Saúde bucal é coisa séria. Deve estar na mesa dos planejadores de desenvolvimento social e qualidade de vida. Não podemos separá-la do contexto e universo dos ganhos da estabilidade econômica.
Vamos aos fatos: o produto que mais rapidamente emergiu nos resultados do Real foi o frango, símbolo da mesa farta, acesso à carne branca, saborosa, que entre outras virtudes tem a de ter menos gordura e colesterol.
Não se pode separar comer frango do conjunto do aparelho digestivo. E aí temos que considerar os dentes. Não descuidar também dos aspectos econômicos e sociais.
Roberto Campos, certa vez, no Maranhão, enfrentando uma mesa farta de galinha à cabidela, frigideiras de caranguejo e camarão, não vacilou em seus conhecimentos de mestre da economia e sentenciou: "Vou rever minhas teorias, um país não pode ser considerado desenvolvido somente pela sua renda per capita.
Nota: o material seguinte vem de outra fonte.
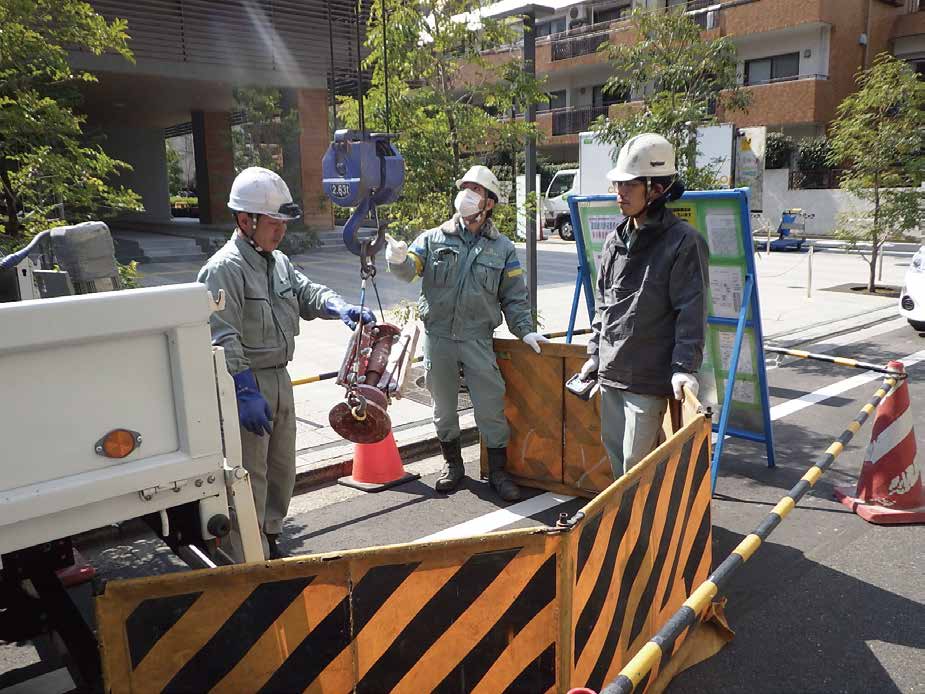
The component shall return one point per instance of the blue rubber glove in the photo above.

País desenvolvido é aquele que tem boa culinária". Recordo essa sentença para concluir outra: "Povo que come frango e usa dentadura é povo desenvolvido".
Surge-me outra indagação muito pertinente. Para comer frango é preciso que se tenha dentadura, porque senão não podemos mastigar, nem sentir o prazer gustativo das coxas e das asas galináceas. Fora daí, só canja. Portanto é um prolongamento salutar o estender às classes dos banguelas a oportunidade de desfrutar os benefícios do Real. Dentadura neles!
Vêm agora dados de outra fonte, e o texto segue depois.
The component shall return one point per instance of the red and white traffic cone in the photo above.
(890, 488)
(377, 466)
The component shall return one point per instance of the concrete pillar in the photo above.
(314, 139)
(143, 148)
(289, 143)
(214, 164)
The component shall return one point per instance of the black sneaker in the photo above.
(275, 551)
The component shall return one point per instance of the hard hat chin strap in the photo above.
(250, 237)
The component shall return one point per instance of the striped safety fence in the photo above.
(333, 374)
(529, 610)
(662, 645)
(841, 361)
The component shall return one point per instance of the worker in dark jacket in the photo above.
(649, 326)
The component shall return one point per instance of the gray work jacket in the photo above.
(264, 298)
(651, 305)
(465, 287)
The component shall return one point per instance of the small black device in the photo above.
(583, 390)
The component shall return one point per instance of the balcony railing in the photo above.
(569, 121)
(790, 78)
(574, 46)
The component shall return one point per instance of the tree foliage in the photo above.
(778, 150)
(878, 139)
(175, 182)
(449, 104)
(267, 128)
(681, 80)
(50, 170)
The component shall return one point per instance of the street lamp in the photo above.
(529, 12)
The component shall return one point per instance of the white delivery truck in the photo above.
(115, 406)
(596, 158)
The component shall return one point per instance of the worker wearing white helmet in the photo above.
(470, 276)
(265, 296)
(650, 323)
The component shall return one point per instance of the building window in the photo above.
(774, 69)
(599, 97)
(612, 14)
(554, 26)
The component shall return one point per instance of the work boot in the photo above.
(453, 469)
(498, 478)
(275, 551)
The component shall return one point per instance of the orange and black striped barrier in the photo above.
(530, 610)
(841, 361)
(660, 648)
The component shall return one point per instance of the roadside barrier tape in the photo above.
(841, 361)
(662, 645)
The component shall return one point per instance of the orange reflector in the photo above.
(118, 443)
O iogurte pode ser comido sem dentes, mas frango não. As classes mais ricas não são atingidas pelo "programa dentadura" porque fazem implantes dentários e outras técnicas sofisticadas e caras.
O estado de penúria das classes de baixa renda era retratado pelo barão de Itararé: "Quando pobre come frango, um dos dois está doente". Agora não, come todo dia, com a vantagem da dentadura nova.
O dente está nas páginas bíblicas já como símbolo. O Velho Testamento prega conforme a lei mosaica: "Olho por olho, dente por dente". Myke Tyson, de bons dentes e dentadura natural, decepou parte da orelha de seu adversário. Vulcano, o deus mitológico dos raios, mastigava seus filhos. Ora, se mastigava, é porque tinha boa dentadura.
Tive um grande amigo, do município de Matinha, no Maranhão, bom odontólogo, que fez sua carreira política tirando dentes e fazendo boas dentaduras para os eleitores. E outro amigo, o deputado Walbert Duailibe, que nas campanhas conduzia um saco de dentaduras de todos os tamanhos e mandava o eleitor escolher aquela que melhor lhe servisse.
Um governador do meu Estado tinha um incisivo ovalado e bem pronunciado e foi apelidado de "dente de alho". Ficou uma fera, fez o diabo e mandou até prender o bispo. Em economia, o crescimento irregular é chamado de "PIB de dente-de-serra". Do Alentejo, Vale do Lobo e Idanha, a Nova, vem a canção de ninar: "Telhado, telhadão/ Toma lá teu dente podre/ Me dá meu são". O dente marca os tempos de nossa vida: dente de leite, dente do juízo.